Joe Kiani, founder and former CEO of Masimo Corp., has filed a notice against the company’s six Politan-affiliated board of directors for over $100 million in statutory penalties.
Kiani on Feb. 28 submitted a Private Attorneys General Act (PAGA) notice to the California Labor & Workforce Development Agency, alleging the directors failed to pay him a $400 million severance payout.
It’s the latest development in the long running feud between Kiani and the activist investor that ousted Kiani as chairman following a proxy battle, resulting in Politan gaining majority control of the board.

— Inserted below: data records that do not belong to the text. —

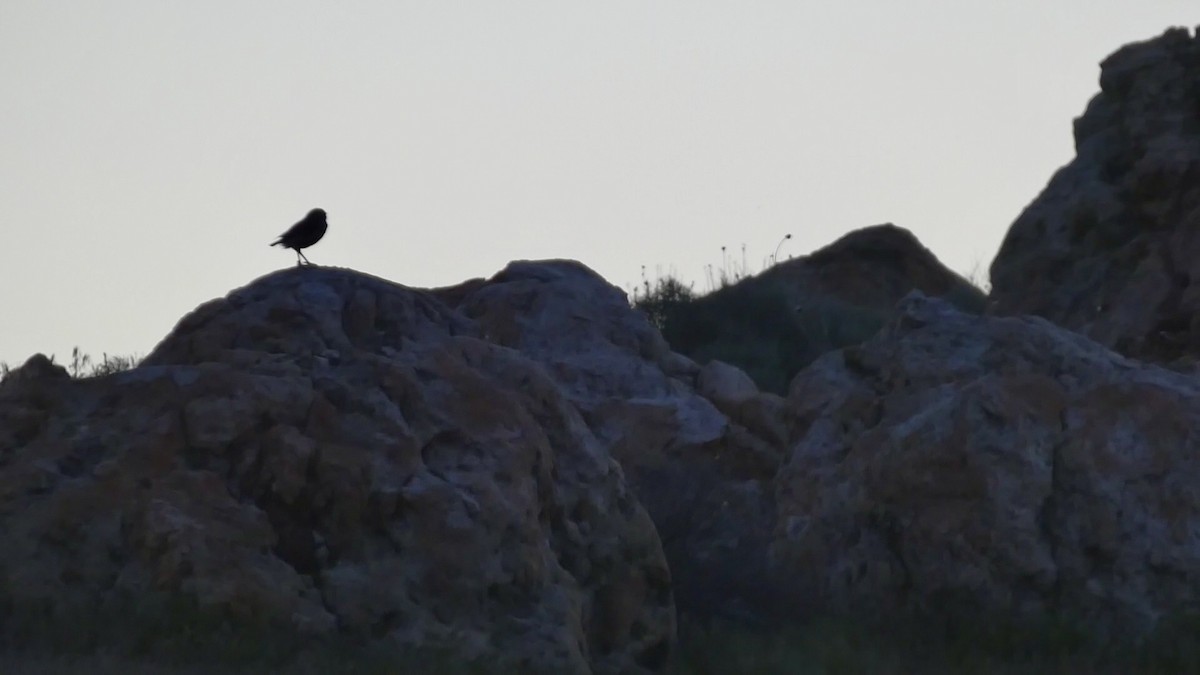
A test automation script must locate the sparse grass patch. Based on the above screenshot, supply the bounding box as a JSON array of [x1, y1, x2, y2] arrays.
[[0, 347, 142, 382]]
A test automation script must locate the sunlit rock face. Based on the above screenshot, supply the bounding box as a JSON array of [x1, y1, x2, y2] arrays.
[[0, 267, 674, 673], [991, 29, 1200, 362], [772, 295, 1200, 627]]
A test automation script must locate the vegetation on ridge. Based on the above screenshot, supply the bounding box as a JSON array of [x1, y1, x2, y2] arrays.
[[630, 238, 986, 394]]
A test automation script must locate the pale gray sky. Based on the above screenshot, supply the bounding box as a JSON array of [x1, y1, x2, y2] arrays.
[[0, 0, 1198, 365]]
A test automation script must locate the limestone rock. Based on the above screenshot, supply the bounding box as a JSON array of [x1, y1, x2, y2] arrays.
[[0, 267, 674, 673], [773, 295, 1200, 626], [662, 223, 986, 395], [991, 29, 1200, 362], [456, 261, 790, 620]]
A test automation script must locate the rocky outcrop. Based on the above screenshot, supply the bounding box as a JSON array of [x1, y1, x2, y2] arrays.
[[446, 261, 788, 620], [760, 222, 985, 312], [0, 267, 676, 673], [662, 223, 986, 394], [991, 29, 1200, 360], [773, 297, 1200, 627]]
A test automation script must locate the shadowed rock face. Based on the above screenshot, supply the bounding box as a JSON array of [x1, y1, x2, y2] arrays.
[[772, 297, 1200, 627], [761, 223, 985, 312], [445, 261, 796, 622], [0, 268, 674, 673], [991, 29, 1200, 360]]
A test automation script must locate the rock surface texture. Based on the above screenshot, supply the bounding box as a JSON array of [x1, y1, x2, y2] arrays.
[[0, 268, 674, 673], [448, 262, 788, 619], [773, 297, 1200, 627], [991, 29, 1200, 362]]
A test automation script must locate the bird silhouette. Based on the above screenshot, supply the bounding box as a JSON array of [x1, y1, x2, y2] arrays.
[[271, 209, 329, 265]]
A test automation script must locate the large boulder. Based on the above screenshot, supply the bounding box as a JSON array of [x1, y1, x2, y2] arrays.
[[772, 295, 1200, 627], [451, 261, 788, 621], [0, 267, 674, 673], [991, 29, 1200, 360]]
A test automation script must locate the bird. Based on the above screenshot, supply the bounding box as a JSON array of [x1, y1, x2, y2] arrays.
[[271, 209, 329, 265]]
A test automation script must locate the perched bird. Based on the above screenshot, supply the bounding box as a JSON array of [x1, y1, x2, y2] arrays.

After resigning as CEO last September, Kiani filed a lawsuit against Masimo to secure the pay package, which includes a base salary of $1 million per year. He’s also asking for options to purchase 300,000 shares of Masimo common stock at $38.76 per share; Masimo today closed at $190.63 and a $10.3 billion market cap.
“In addition to the lawsuit he brought to enforce the terms of his employment agreement, Mr. Kiani is seeking to hold the company and each of its six Politan-affiliated directors accountable for their unlawful conduct under California’s Private Attorneys General Act,” a spokesperson for Kiani said in a statement.
The board members, per the PAGA notice, are liable for more than $100 million in statutory penalties.
Masimo declined to comment at this time.
The company previously said it believes it will “prevail” in its dispute against Kiani for the reason that it terminated his employment for cause, among other reasons, according to a Feb. 25 filing.